The probability of a male respondent having blue eyes or the partner having blue eyes can be calculated by: P(male blue) + P(partner blue) - P(male and partner blue)

#P(male and partner blue)
#using the Proportions Table
propTable[1,4]+propTable[4,1]-propTable[1,1]
## [1] 0.7058824
  1. What is the probability that a randomly chosen male respondent with blue eyes has a partner with blue eyes?

P(partner blue eye | male blue eye) = P(partner blue eye and male blue eye) / P(male blue eye)

#using the Contingency Table
(contTable[1,1]/contTable[4,4])/(contTable[1,4]/contTable[4,4])
## [1] 0.6842105
#using the Proportions Table
propTable[1,1]/propTable[1,4]
## [1] 0.6842105
  1. What is the probability that a randomly chosen male respondent with brown eyes has a partner with blue eyes? What about the probability of a randomly chosen male respondent with green eyes having a partner with blue eyes?

P(partner blue | brown eye) = P(partner blue and brown eye) / P(brown eye)

#using the Contingency Table
contTable[2,1]/contTable[2,4]
## [1] 0.3518519
#using the Proportions Table
propTable[2,1]/propTable[2,4]
## [1] 0.3518519

P(partner blue | green eyes) = P(partner blue and green eye) / P(green eye)

#using the Contingency Table
contTable[3,1]/contTable[3,4]
## [1] 0.3055556
#using the Proportions Table
propTable[3,1]/propTable[3,4]
## [1] 0.3055556
  1. Does it appear that the eye colors of male respondents and their partners are independent? Explain your reasoning.

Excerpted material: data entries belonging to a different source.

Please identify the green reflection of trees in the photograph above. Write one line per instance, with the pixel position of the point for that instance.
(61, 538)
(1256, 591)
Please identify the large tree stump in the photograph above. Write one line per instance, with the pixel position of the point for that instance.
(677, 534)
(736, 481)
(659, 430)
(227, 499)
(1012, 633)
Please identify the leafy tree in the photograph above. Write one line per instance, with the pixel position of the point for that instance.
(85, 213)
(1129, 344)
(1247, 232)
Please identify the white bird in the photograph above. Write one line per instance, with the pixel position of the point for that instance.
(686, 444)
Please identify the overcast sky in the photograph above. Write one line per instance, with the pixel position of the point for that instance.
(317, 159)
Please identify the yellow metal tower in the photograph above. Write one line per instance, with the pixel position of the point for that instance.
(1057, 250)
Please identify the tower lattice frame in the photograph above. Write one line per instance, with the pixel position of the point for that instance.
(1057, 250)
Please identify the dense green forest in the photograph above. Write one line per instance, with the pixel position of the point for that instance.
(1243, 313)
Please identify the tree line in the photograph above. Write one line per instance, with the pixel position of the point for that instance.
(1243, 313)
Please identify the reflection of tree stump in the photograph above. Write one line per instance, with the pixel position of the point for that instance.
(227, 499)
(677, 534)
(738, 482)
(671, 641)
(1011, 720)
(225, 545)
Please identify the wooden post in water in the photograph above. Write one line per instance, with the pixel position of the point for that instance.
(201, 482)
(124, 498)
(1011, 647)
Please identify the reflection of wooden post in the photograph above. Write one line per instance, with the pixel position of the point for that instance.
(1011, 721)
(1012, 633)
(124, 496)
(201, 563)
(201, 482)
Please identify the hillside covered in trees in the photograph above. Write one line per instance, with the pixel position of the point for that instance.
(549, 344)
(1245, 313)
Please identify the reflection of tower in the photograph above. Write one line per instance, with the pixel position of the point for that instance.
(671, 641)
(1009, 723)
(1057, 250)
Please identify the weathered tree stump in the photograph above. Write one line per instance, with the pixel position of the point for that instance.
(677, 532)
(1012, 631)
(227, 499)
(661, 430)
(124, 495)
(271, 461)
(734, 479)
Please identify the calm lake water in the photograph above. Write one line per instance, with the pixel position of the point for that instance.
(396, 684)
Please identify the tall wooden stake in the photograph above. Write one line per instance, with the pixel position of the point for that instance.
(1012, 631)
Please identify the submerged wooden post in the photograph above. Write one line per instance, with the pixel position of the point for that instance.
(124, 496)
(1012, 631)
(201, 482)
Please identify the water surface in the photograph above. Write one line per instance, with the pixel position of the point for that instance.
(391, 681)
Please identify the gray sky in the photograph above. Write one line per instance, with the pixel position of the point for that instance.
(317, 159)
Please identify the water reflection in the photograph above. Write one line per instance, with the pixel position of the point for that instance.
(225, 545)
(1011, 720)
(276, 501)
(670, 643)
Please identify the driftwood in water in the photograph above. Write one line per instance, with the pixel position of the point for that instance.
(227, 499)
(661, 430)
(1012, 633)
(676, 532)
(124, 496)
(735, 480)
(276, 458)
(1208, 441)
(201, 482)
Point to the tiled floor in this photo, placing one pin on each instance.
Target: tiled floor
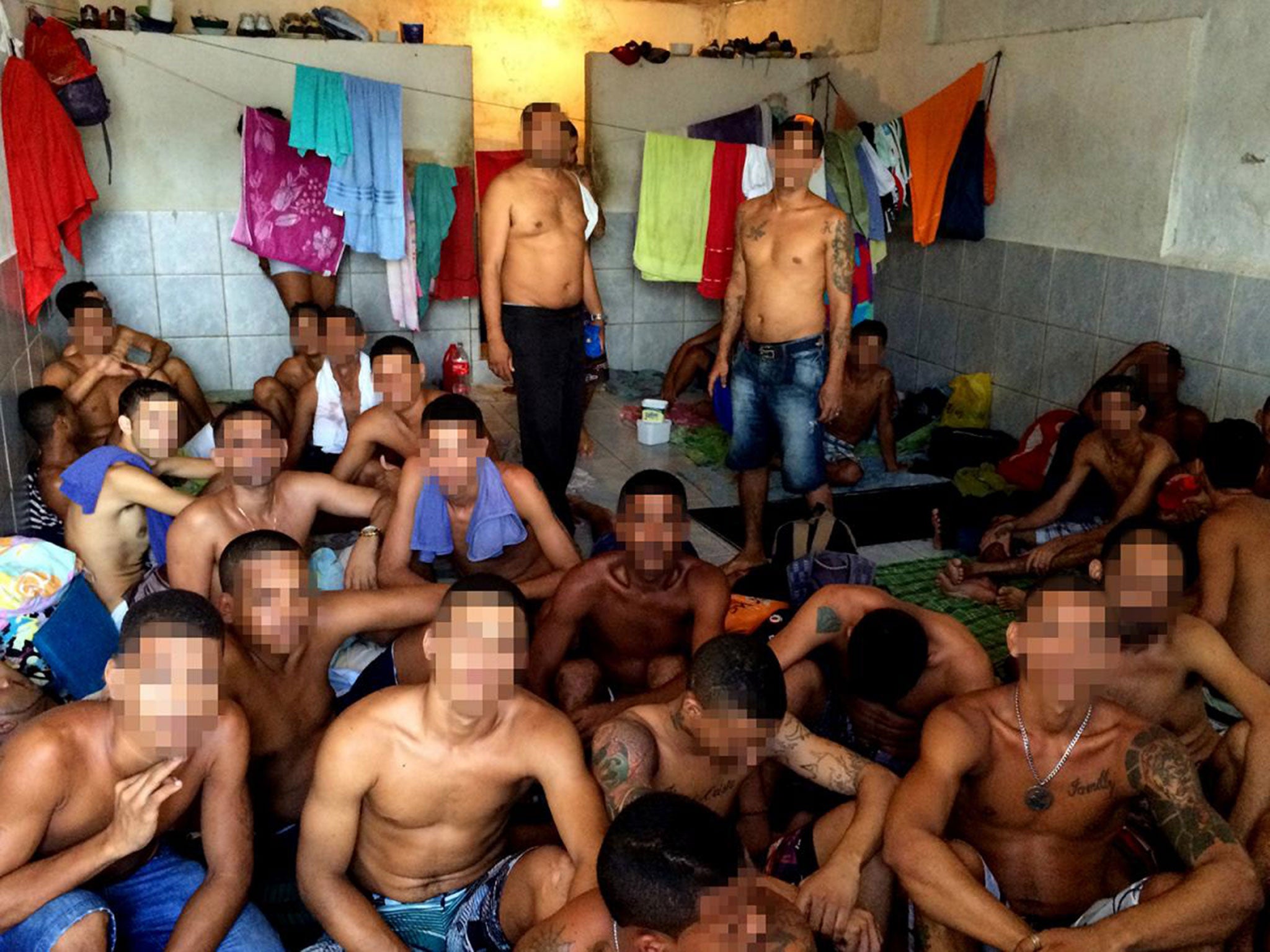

There seems to be some dependancy, from the data it seems males and partners tend to get together with same color eyes. We can see this in both tables, for each color eye row, we get the highest value for the columns corrsponding to the same eye color. But to also to keep in mind, this is an observational study, not an experiment, so extrapolating results might not be possible.

#The maximum column is the same as the row number for each row
which.max(contTable[1,1:3]) #Blue Eye
## Blue 
##    1
which.max(contTable[2,1:3]) #Brown Eye
## Brown 
##     2
which.max(contTable[3,1:3]) #Green Eye
## Green 
##     3
which.max(propTable[1,1:3]) #Blue Eye
## Blue 
##    1
which.max(propTable[2,1:3]) #Brown Eye
## Brown 
##     2
which.max(propTable[3,1:3]) #Green Eye
## Green 
##     3

2.30

Books on a bookshelf. The table below shows the distribution of books on a bookcase based on whether they are non-fiction or fiction and hardcover or paperback.

  1. Find the probability of drawing a hardcover book first then a paperback fiction book second when drawing without replacement.

P(hardcover first) = 28/95 = 0.2947368

P(paperback and fiction second) = 59/94 = 0.6276596

P(hardcover first then paperback second) = 0.2947368 * 0.6276596 = 0.1849944

  1. Determine the probability of drawing a ???ction book first and then a hardcover book second, when drawing without replacement.

P(fiction first) = 72/95 = 0.7578947

For the second draw we have two cases. One if the first fiction book was a hardcover, and second if the first fiction book was a paperback

P(hardcover second without replacement given that the first fiction was hardcover) = 27/94 = 0.287234
P(hardcover second without replacementgiven that the first fiction was a paperback) = 28/94 = 0.2978723

To calculate the desired conbined probability we multiply each case by the probability of it happening. This is the marginal probability for hardcover (13/72) and paperback (59/72) knowing we the book drawn was fiction:

P(hardcover and first fiction was hardcover) = (27/94)(13/72) = 0.0518617 P(hardcover and first fiction was paperback) = (28/94)(59/72) = 0.2440898

We add these two probabilities since we want one event or the other and they are independent: P(hardcover and first fiction was hardcover or hardcover and first fiction was paperback) = 0.0518617 + 0.2440898 = 0.2959515

Now we multiply the results by the probability of the first book being finction: P(First fiction and second hardcover) = 0.7578947 * 0.2959515 = 0.2243001

We can also use a tree to calculate all the probabilities

  1. Calculate the probability of the scenario in part (b), except this time complete the calculations under the scenario where the first book is placed back on the bookcase before randomly drawing the second book.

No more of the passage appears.